NSF Stories

Microplastic pollution lingers in rivers for years before entering oceans

Water dynamics can trap lightweight microplastics that otherwise might float

Microplastics can deposit and linger in riverbeds for as long as seven years before washing into the ocean, a new study has found. The research was supported in part by the U.S. National Science Foundation.

Because rivers are in near-constant motion, researchers previously assumed that lightweight microplastics quickly flowed through rivers, rarely interacting with riverbed sediments. 

Now, scientists at Northwestern University and other institutions have found that hyporheic exchange -- a process in which surface water mixes with water in the riverbed -- can trap lightweight microplastics that otherwise might be expected to float.

The study was published in the journal Science Advances. It marks the first assessment of microplastics accumulation and residence times in freshwater systems, from sources of plastic pollution throughout the entire water stream. The new model describes processes that influence particles, including hyporheic exchange, and focuses on hard to measure but abundant microplastics at 100 micrometers in size and smaller.

"Most of what we know about plastics pollution is from the oceans because it's very visible there," said Northwestern's Aaron Packman, one of the authors of the study. "Now we know that small plastic particles, fragments and fibers can be found nearly everywhere.
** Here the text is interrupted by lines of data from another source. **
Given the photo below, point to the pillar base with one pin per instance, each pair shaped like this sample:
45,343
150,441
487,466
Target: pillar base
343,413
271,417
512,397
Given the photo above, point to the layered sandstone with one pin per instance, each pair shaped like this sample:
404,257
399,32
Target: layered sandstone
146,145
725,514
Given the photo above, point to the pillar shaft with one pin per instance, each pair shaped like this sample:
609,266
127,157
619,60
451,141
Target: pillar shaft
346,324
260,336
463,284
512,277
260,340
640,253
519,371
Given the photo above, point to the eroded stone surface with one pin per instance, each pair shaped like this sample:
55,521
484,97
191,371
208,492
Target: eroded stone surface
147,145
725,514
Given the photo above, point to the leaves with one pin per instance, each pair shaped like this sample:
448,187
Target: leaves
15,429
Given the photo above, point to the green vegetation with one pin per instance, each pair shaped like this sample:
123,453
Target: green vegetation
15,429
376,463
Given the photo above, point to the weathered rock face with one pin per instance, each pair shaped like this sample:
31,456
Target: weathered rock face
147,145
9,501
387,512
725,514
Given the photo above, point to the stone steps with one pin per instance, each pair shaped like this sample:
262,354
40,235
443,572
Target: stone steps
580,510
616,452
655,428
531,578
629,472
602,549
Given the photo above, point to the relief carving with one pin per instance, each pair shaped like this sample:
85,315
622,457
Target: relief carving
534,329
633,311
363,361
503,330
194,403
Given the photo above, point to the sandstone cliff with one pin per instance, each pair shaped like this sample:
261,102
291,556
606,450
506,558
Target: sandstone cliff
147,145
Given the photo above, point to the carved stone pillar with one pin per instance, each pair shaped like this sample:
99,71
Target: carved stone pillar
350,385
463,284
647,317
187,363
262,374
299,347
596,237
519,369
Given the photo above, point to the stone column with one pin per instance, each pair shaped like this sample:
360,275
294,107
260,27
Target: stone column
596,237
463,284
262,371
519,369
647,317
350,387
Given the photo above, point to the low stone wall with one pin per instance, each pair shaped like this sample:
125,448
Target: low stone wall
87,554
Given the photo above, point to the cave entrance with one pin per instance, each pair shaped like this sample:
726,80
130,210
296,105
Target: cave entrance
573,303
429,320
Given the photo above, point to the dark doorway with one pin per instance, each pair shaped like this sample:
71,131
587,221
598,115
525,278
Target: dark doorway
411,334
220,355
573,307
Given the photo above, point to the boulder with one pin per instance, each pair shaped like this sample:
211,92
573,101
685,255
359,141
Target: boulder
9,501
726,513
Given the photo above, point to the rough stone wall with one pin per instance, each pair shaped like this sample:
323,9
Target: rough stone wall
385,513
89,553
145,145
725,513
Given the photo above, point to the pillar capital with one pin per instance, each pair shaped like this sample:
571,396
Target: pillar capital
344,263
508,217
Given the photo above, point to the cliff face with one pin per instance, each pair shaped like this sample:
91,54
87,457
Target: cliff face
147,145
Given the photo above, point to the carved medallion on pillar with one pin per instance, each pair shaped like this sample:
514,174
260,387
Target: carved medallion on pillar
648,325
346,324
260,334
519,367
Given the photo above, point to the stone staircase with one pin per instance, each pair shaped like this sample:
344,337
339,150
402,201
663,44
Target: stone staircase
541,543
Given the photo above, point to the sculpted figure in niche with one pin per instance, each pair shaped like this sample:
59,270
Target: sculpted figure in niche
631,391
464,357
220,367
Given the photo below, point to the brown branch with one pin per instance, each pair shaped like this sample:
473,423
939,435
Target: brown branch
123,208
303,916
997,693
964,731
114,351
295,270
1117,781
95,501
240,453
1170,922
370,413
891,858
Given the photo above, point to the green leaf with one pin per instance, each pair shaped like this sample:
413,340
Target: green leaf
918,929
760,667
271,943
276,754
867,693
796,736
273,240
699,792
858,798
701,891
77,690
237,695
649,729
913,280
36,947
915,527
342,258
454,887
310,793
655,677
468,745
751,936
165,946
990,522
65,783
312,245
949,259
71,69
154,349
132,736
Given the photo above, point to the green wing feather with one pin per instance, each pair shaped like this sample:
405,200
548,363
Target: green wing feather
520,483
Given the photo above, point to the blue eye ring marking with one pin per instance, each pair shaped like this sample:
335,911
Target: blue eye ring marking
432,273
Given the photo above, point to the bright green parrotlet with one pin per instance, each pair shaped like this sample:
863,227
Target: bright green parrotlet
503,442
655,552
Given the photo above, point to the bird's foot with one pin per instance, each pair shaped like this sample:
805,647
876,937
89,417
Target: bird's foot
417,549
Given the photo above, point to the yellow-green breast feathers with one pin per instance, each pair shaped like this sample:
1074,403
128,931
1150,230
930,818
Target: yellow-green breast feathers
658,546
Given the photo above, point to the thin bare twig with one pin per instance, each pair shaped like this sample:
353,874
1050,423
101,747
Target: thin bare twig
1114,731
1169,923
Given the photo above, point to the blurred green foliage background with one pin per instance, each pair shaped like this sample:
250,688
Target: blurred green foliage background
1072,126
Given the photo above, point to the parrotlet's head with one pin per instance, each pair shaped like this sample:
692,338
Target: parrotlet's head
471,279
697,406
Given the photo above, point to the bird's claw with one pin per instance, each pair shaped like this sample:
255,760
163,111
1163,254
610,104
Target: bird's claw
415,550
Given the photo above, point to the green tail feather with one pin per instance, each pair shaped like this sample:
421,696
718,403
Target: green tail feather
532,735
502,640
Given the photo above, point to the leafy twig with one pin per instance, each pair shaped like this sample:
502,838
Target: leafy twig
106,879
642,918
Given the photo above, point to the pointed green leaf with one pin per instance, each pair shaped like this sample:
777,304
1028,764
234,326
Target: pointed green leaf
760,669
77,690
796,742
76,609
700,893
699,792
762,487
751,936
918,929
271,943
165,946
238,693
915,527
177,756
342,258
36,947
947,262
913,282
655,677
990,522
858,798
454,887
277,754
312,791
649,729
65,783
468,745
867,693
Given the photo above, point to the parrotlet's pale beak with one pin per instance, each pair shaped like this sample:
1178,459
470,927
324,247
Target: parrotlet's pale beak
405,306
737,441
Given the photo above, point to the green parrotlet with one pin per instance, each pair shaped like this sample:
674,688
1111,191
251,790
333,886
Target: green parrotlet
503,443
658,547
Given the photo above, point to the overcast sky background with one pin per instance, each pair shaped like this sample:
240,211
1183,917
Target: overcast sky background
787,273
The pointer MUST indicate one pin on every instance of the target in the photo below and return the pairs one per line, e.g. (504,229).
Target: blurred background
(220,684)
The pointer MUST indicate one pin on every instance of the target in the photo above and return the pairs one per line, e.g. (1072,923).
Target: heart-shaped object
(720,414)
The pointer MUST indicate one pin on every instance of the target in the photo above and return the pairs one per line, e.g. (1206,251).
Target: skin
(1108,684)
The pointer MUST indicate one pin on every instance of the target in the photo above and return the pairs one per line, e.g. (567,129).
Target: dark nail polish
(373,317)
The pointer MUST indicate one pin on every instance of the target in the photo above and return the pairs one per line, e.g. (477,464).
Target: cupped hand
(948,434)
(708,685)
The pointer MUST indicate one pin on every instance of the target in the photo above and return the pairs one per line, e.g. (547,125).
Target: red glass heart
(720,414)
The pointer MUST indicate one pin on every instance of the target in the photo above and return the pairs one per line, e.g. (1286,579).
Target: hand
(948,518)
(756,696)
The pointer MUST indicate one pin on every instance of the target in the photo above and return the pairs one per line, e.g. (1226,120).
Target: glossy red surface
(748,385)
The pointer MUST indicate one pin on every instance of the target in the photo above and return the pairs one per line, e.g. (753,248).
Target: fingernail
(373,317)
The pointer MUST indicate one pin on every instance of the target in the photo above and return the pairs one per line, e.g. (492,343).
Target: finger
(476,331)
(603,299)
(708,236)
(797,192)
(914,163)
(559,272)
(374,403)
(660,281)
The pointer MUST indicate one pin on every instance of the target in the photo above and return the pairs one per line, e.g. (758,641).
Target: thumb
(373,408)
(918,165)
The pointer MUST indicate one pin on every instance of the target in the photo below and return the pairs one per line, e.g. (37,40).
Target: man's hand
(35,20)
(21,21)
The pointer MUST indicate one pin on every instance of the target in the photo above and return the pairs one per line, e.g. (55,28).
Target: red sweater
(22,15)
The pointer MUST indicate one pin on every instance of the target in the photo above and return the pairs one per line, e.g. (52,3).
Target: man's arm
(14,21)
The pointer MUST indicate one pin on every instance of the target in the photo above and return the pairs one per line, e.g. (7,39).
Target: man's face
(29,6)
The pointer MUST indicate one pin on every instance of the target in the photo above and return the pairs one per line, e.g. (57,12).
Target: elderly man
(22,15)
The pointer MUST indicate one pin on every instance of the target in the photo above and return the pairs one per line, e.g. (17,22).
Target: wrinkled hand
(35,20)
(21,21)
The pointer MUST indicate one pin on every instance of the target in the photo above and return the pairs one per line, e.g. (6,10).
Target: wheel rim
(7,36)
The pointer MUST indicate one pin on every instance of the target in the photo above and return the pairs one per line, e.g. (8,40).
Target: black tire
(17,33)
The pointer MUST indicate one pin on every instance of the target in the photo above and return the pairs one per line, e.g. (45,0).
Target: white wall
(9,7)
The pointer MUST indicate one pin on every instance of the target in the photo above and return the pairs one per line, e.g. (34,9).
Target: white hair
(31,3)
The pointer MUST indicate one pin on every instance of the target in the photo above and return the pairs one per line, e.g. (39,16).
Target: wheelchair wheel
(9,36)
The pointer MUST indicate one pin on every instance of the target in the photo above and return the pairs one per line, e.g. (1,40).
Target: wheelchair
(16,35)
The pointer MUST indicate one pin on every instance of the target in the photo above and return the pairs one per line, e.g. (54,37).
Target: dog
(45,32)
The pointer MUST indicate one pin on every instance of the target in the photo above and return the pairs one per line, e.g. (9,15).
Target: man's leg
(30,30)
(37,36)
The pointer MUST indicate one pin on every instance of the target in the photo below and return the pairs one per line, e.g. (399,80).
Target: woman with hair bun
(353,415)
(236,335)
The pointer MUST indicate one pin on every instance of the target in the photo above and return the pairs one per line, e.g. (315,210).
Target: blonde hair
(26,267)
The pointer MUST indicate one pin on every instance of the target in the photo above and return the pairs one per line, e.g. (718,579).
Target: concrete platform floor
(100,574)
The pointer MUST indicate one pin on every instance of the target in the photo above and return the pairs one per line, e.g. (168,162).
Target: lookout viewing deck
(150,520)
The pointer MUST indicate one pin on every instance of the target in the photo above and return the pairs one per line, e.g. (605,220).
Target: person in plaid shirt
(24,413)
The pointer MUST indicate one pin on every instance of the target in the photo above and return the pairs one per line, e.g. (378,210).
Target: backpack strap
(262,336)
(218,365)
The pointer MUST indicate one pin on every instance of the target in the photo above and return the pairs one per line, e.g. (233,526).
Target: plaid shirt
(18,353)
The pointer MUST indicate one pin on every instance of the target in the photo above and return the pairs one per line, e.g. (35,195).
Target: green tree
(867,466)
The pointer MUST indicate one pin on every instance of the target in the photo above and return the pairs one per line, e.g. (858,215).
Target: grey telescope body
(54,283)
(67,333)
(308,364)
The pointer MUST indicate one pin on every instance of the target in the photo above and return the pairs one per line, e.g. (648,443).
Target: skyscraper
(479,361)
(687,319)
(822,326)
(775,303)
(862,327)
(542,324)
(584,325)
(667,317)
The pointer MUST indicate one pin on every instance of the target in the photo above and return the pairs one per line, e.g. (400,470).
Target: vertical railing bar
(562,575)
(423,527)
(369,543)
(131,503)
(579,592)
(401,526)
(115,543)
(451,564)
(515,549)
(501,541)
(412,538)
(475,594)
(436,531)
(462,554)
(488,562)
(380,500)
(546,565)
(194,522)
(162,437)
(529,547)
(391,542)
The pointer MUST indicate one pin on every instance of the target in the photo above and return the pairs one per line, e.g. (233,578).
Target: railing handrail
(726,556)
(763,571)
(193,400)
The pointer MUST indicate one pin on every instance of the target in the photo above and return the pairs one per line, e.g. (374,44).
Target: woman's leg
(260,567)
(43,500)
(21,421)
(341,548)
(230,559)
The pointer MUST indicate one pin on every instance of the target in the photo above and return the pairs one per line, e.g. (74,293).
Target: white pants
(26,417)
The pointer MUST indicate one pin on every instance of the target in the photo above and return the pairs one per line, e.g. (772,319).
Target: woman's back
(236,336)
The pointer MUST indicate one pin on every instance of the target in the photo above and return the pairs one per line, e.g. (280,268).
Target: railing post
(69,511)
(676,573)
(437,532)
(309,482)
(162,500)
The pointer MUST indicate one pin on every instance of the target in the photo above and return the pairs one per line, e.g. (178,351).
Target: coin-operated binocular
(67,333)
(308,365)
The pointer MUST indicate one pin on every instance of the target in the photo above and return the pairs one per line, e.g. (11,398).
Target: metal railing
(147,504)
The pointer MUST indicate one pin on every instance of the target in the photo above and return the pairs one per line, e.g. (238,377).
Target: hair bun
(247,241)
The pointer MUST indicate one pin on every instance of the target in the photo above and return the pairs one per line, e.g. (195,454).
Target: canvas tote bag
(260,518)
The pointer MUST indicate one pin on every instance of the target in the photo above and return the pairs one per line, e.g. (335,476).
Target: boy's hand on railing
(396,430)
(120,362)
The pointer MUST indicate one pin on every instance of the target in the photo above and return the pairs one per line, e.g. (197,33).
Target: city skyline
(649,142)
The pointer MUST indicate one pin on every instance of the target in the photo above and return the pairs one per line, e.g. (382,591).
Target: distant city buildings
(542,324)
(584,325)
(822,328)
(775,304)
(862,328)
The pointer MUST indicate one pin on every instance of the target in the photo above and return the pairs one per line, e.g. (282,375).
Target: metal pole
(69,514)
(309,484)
Our work shows that a lot of microplastics from urban wastewater end up depositing near the river's source and take a long time to be transported downstream to oceans."

To conduct the study, the scientists developed a new model to simulate how individual particles enter freshwater systems, settle and then later remobilize and redistribute. 

The model is the first to include hyporheic exchange processes, which play a significant role in retaining microplastics within rivers. Although it is well-known that the hyporheic exchange process affects how natural organic particles move and flow through freshwater systems, the process is rarely considered in microplastic accumulation.

Using the new model, the researchers found that microplastic pollution resides the longest at the source of a river or stream, known as the headwaters. In headwaters, microplastic particles moved at an average rate of five hours per kilometer. But during low-flow conditions this movement slowed to a creep -- taking up to seven years to move just one kilometer. In these conditions, organisms are more likely to ingest microplastics in the water, potentially degrading ecosystem health.

"Scientists are just learning to predict where these tiny remnants of the synthetics industry are hidden in riverbeds, and how long they will stay around," said Justin Lawrence, a program director in NSF's Division of Earth Sciences. "These findings beg the question of what other unknowns rivers conceal, and what the consequences are for life in rivers and streams."